Stevens, and the government, believe that giving patients combined health and social care budgets will keep them healthier, happier and more independent in their homes and this will reduce hospital admissions, therefore compensating for the £5 billion that may be taken out of the NHS to pay for the scheme. It would be easy to set up a trial to prove this. Recruit a few thousand patients who are eligible for personal health budgets, split the group in half and randomly assigning them to either get a budget or not. Then follow them all up to see if the people with their own budgets have fewer hospital admissions. Sadly this has not yet been done. Research and reform rarely go arm in arm in the NHS. Enthusiastic ideology nearly always trumps evidence.

The experience in social care is that early adopters of the scheme get a healthy budget and do very well, to make it look a political success, but when you try to roll it out to millions it gets more problematic, particularly as budgets are then squeezed year on year. Also, new layers of bureaucracy – the ‘resource allocation system’ (RAS) – are invented to try to let people know the size of their budget upfront so they can make sensible decisions about how to spend it. This hasn’t worked well in social care and many clients on personal budgets now get either get exactly what they got before and often less, as all social care funding has been cut.

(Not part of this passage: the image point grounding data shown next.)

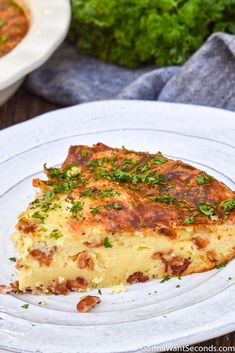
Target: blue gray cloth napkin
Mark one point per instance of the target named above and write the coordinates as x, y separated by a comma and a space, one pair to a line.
207, 78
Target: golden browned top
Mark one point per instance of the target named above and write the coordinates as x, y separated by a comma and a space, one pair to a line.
13, 25
136, 191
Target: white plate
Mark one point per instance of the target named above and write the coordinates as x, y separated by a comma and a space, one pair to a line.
49, 22
150, 314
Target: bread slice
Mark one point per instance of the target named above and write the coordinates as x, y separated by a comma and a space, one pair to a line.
112, 216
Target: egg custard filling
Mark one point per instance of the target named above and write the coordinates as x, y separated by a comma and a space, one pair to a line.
110, 217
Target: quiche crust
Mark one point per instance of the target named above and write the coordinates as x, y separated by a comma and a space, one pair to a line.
112, 216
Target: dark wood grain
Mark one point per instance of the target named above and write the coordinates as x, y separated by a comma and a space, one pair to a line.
23, 106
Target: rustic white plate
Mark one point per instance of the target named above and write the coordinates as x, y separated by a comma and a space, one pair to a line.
148, 315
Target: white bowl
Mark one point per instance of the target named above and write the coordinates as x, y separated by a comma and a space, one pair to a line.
49, 22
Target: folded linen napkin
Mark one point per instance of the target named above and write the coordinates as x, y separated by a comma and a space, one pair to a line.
207, 78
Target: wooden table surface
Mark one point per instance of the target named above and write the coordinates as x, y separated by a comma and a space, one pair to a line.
23, 106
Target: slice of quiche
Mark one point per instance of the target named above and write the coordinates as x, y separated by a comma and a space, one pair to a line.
111, 216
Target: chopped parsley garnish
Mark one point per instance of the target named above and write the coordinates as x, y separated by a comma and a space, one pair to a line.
39, 216
204, 179
189, 219
25, 306
208, 210
49, 195
84, 154
160, 160
228, 205
117, 206
2, 22
143, 167
108, 193
13, 259
3, 39
164, 199
95, 209
92, 164
221, 265
56, 234
165, 278
65, 187
77, 206
107, 243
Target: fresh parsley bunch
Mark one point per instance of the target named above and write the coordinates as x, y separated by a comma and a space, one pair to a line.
135, 32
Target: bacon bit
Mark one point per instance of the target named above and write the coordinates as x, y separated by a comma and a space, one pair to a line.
78, 284
211, 255
27, 225
38, 183
94, 244
168, 232
87, 303
57, 287
137, 277
42, 257
18, 265
179, 265
157, 255
200, 242
84, 260
176, 264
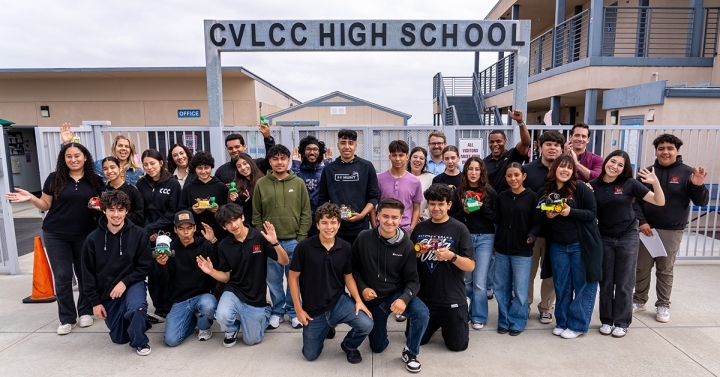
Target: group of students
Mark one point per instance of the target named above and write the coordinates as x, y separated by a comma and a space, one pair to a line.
423, 241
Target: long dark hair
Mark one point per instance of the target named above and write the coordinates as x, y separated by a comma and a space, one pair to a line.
627, 169
62, 172
483, 182
171, 162
242, 183
412, 152
569, 186
164, 174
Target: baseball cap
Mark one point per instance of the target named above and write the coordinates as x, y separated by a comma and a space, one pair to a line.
184, 217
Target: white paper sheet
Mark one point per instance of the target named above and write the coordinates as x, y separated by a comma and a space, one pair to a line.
654, 244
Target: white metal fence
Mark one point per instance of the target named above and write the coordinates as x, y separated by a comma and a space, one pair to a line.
701, 239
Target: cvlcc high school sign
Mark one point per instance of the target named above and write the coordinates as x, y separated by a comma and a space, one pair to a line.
350, 35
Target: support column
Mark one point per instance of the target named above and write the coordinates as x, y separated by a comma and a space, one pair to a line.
558, 34
555, 108
697, 28
591, 97
595, 30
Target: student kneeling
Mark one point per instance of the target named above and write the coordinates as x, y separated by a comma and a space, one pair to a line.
242, 266
191, 290
116, 259
322, 265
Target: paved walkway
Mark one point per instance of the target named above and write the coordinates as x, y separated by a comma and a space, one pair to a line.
688, 345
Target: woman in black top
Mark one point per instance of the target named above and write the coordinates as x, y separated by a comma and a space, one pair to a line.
575, 249
246, 175
478, 203
614, 191
68, 221
161, 195
116, 181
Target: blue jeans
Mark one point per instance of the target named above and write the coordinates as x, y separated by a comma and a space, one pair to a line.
253, 319
575, 298
512, 275
344, 312
181, 320
476, 282
127, 316
281, 298
417, 315
63, 252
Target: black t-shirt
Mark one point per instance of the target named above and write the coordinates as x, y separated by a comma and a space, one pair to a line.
321, 273
442, 283
69, 212
451, 180
614, 200
247, 263
496, 168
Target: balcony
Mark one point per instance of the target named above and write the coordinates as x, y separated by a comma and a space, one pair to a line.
643, 36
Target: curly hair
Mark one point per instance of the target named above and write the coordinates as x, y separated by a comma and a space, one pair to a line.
241, 182
483, 182
570, 186
114, 198
62, 171
328, 210
201, 158
171, 162
307, 140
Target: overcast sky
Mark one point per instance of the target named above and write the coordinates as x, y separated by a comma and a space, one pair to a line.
131, 33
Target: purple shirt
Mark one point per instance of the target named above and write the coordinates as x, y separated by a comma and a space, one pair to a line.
406, 189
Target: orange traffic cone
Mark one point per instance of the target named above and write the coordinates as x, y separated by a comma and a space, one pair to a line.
43, 289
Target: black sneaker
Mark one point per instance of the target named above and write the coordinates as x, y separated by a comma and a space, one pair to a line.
144, 350
411, 362
230, 339
354, 357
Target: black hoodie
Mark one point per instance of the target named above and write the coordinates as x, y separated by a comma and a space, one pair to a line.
186, 279
385, 267
161, 202
679, 191
197, 189
518, 219
109, 258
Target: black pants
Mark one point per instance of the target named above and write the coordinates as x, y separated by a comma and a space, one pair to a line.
63, 252
455, 329
618, 280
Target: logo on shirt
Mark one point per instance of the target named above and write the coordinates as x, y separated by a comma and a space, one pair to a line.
354, 177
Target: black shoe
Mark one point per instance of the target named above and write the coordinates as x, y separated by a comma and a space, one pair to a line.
230, 339
354, 357
411, 362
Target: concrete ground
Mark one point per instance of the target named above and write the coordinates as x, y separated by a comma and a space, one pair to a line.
688, 345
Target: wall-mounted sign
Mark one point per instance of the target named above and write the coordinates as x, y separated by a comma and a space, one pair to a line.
188, 113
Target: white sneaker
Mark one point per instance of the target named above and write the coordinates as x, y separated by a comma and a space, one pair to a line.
638, 307
569, 334
619, 332
85, 321
663, 314
65, 329
204, 335
275, 321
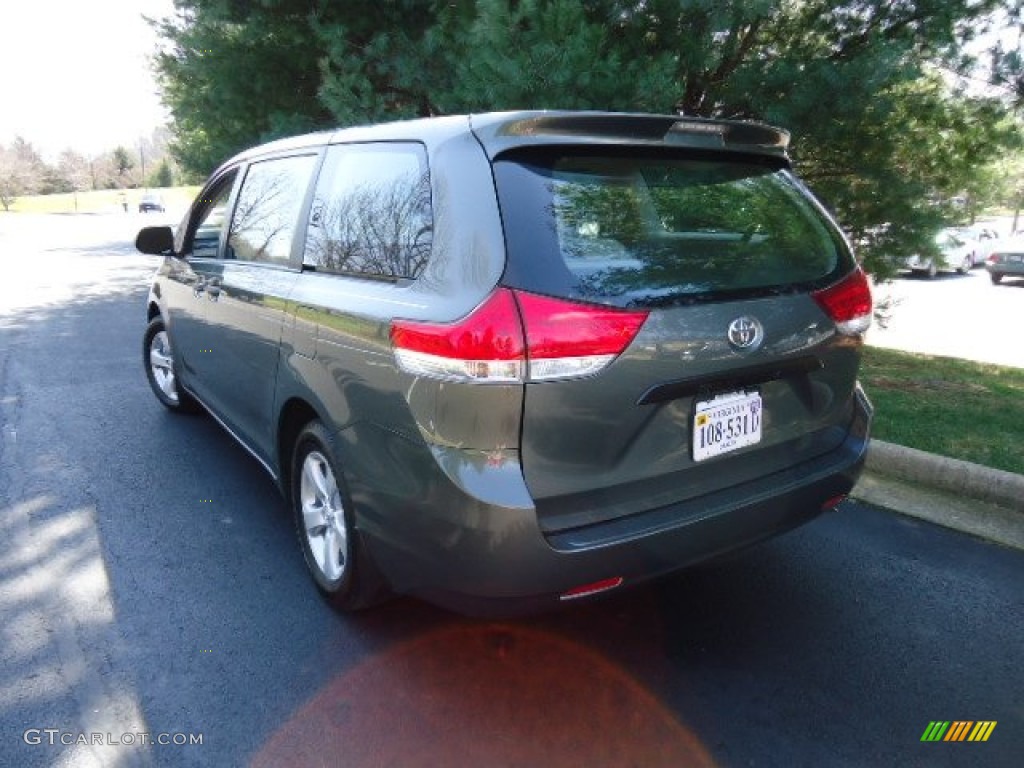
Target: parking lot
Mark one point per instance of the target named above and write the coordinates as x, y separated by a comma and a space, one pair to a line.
955, 315
151, 586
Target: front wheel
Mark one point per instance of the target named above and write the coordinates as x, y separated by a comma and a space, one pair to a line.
161, 369
325, 523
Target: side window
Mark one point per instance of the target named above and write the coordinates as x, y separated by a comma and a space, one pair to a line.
211, 218
371, 214
267, 209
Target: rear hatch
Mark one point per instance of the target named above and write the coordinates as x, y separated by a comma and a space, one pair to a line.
741, 310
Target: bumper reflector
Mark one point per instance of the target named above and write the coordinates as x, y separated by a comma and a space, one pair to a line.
591, 589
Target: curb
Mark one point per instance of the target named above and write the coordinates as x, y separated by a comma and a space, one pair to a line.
951, 475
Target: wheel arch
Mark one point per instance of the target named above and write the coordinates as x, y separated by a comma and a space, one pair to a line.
296, 413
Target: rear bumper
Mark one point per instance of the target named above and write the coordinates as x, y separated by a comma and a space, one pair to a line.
458, 551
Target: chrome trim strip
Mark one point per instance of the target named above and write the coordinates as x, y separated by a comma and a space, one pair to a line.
238, 439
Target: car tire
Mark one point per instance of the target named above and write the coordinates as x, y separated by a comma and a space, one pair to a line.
326, 527
161, 369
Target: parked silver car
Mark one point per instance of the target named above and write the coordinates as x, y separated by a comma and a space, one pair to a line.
508, 360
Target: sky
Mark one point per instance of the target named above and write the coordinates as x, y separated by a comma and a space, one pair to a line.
74, 73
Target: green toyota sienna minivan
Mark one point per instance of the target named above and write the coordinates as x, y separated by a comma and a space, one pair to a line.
507, 360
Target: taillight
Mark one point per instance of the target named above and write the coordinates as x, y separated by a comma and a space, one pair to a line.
515, 336
848, 303
565, 339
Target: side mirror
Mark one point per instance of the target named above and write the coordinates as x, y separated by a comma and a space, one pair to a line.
158, 241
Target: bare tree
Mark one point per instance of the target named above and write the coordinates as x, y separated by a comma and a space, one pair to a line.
22, 171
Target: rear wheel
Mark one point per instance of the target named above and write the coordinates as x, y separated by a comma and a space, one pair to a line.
161, 369
324, 521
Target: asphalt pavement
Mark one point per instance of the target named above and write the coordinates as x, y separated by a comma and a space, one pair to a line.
151, 587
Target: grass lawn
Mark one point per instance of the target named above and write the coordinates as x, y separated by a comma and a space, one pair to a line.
964, 410
101, 201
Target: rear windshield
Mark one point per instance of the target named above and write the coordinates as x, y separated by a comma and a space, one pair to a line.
646, 230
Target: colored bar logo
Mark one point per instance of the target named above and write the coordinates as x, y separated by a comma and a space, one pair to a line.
958, 730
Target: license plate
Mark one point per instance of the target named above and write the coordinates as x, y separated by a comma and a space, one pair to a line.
726, 423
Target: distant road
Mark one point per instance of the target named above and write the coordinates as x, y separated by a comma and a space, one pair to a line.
954, 315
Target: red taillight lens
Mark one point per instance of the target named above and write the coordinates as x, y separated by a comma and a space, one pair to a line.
566, 339
848, 303
485, 345
513, 336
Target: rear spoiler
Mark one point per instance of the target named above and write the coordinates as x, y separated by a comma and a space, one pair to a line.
503, 131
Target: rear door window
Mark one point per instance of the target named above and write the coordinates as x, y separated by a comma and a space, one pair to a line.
267, 209
643, 230
372, 214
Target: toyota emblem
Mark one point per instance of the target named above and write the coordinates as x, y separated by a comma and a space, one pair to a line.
745, 334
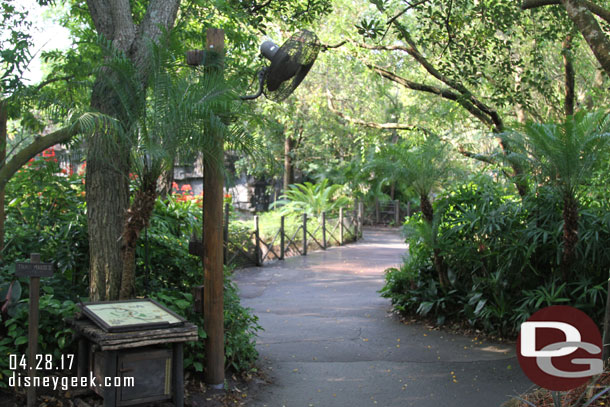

The patients who benefited most in social care opted for direct cash payments, rather than letting someone else manage their budget, and those considering the health budget should choose this option and get in there early – preferably before the election – and before the money is cut back. If people are given excellent advice and support on how best to make complex choices and spend the money, the system could work very well for some. But this support too costs money. And we could enter a world where the health and social care you get depends less on your needs and more on how good you are with the money. And what happens if you overspend?

Universal healthcare is being replaced by a market system on a very personal level, with no evidence base. There will be winners and losers, and you either opt for a budget or stick with an NHS that’s £5 billion poorer. Say yes, and two hundred happy Lords and MPs will be after your business.